Neil: Are there any other new services that you plan or wish to introduce?
Tim: It's kind of interesting to look at. We see ourselves as a service provider. So I never know whether to talk about these things as being products, services, or what. There's a kind of narrow line between all of these. When you're talking about, effectively, a cloud-based service. What we've really talked about so far and where we've built our business is the role of providing access to information about numbers. Hopefully, that's fairly clear from what we've talked about, but this is kind of continuing to develop as we add more data sets and more data sources. But we're also seeing sort of almost a different role in terms of a different service to some of our customers, which I’d describe more as hosting. Where it might be their data that they wish to make accessible, or they wish to integrate with other data sets that we might have. So that's kind of one area that we've seen in not just collecting data or aggregating data and making it accessible to people, but also hosting private data, which may then make up part of the service. And that extends on to another area, in really offering some of our customers the ability to build their own service, really customize services using our global platform, which you might describe as a managed service. They might have their own data sources, so it might be sources, and they might want to use some sources which would be different from the sources we would use for exactly that same area. So we kind of end up with what we're doing today, which is very much access to data sets and those attributes of those data sets, but then that shifts to hosting and integrating customer data sets into our own. And then the third area is in providing managed services where we're building almost customized services for individual customers. So those are the areas where we're really developing our portfolio of capabilities and working directly with our customers.
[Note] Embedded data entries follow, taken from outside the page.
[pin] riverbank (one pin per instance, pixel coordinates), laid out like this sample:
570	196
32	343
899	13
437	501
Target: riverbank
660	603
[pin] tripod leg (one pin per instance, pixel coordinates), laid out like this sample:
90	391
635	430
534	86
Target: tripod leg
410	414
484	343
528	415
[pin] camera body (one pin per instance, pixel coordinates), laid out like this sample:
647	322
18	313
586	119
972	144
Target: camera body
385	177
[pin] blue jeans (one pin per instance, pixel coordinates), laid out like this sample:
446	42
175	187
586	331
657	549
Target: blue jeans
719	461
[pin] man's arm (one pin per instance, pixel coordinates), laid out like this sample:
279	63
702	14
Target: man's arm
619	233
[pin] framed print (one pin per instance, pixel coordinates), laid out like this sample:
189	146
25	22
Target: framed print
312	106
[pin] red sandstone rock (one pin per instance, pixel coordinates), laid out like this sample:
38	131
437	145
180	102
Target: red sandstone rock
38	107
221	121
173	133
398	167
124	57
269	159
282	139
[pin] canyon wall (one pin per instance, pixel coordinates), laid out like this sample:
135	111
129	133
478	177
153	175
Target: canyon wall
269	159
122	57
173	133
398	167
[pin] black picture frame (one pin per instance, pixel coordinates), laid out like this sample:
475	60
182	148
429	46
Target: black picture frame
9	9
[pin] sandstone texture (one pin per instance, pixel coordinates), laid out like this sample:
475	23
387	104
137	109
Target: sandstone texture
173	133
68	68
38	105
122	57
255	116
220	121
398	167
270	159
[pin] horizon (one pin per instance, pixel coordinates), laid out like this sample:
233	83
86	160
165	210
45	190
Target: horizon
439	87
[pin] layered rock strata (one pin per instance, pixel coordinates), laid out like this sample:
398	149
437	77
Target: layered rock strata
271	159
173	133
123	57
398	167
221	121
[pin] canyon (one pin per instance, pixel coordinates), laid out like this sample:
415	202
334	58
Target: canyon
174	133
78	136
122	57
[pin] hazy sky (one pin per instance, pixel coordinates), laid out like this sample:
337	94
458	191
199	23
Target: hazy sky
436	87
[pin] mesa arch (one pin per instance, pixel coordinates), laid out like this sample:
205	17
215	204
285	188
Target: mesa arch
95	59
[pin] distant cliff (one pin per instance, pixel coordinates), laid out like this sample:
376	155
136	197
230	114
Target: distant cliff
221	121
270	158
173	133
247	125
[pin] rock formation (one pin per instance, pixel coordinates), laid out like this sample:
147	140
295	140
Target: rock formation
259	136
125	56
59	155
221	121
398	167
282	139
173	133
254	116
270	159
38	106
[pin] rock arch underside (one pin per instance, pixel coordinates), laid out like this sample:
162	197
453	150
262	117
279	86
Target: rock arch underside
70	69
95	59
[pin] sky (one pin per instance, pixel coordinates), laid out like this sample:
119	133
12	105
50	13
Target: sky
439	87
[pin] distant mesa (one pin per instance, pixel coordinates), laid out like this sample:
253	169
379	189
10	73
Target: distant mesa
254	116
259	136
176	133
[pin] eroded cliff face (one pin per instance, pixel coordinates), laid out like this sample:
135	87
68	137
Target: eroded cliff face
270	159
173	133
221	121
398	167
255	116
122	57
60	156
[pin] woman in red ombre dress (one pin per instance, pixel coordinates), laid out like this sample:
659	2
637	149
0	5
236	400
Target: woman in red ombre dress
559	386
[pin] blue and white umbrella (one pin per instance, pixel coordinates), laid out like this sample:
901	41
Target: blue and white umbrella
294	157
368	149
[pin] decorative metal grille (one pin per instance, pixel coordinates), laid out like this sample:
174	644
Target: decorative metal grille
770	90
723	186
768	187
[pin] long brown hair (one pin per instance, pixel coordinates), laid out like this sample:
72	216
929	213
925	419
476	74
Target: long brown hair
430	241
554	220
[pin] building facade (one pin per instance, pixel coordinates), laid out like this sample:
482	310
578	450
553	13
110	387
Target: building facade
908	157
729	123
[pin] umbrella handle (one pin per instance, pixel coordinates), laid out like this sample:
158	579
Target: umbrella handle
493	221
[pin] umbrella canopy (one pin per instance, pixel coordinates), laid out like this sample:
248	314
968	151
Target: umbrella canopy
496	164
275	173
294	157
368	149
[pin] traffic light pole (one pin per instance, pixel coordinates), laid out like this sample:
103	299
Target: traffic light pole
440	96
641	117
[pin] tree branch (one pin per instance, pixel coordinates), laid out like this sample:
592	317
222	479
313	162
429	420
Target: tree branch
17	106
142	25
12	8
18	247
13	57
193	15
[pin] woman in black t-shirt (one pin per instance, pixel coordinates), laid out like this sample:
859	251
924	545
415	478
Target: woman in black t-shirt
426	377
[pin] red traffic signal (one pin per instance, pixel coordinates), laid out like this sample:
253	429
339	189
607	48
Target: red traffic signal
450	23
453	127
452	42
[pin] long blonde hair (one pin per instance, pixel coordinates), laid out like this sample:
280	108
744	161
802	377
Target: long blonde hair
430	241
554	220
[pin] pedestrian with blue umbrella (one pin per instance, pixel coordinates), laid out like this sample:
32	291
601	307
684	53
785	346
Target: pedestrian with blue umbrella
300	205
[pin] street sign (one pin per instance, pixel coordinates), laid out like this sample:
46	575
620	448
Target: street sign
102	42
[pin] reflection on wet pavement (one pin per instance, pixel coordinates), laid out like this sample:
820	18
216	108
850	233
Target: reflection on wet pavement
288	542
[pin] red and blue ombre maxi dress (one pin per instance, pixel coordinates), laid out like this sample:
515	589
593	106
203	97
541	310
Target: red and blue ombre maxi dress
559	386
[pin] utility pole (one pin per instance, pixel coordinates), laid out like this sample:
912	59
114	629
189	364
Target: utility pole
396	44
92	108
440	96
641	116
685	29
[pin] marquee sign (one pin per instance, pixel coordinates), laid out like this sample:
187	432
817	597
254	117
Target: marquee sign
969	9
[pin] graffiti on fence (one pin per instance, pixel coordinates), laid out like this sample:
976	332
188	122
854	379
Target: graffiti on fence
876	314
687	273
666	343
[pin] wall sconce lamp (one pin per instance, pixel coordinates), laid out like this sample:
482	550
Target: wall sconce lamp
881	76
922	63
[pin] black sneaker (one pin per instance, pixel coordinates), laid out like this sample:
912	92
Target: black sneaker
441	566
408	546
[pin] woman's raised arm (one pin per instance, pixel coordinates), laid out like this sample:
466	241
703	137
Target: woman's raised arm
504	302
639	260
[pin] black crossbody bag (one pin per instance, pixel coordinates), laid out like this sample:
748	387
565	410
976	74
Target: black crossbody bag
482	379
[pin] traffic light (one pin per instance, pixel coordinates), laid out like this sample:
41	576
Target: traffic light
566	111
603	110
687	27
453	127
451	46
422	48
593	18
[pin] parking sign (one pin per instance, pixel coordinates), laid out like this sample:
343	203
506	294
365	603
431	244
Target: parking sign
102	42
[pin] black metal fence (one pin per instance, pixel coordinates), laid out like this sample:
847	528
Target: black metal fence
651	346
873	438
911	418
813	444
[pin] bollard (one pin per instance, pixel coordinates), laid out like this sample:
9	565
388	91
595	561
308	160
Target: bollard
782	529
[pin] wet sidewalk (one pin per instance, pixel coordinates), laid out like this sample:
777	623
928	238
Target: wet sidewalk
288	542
Neil: Final question. Do you foresee any tech developments within your partnerships in the near future?
Tim: A partner program is really put in place to support our customer's platform providers. So those platforms will have been chosen by the customers, and our job is very much to help them integrate our data into those solutions. So there's a lot of that partner activity going on in the background. It's kind of interesting. The announcements tend to be rather hidden by what each individual customer is doing with their own platform provider. But you may see announcements coming out over this next year concerning new data sets, and particularly, I talked about DNO earlier on and also the availability of our services being integrated directly into messaging platforms, where they're really being offered as a platform. So this whole area of communications platforms as a service, CPAs, is a strongly growing trend in putting power into the hands of the end user to develop their own services. They need the data as well as the platform. So it's been an interesting development of those relationships to more closely build the data sets and work with the platform providers to ensure that those can be consumed in the easiest possible way.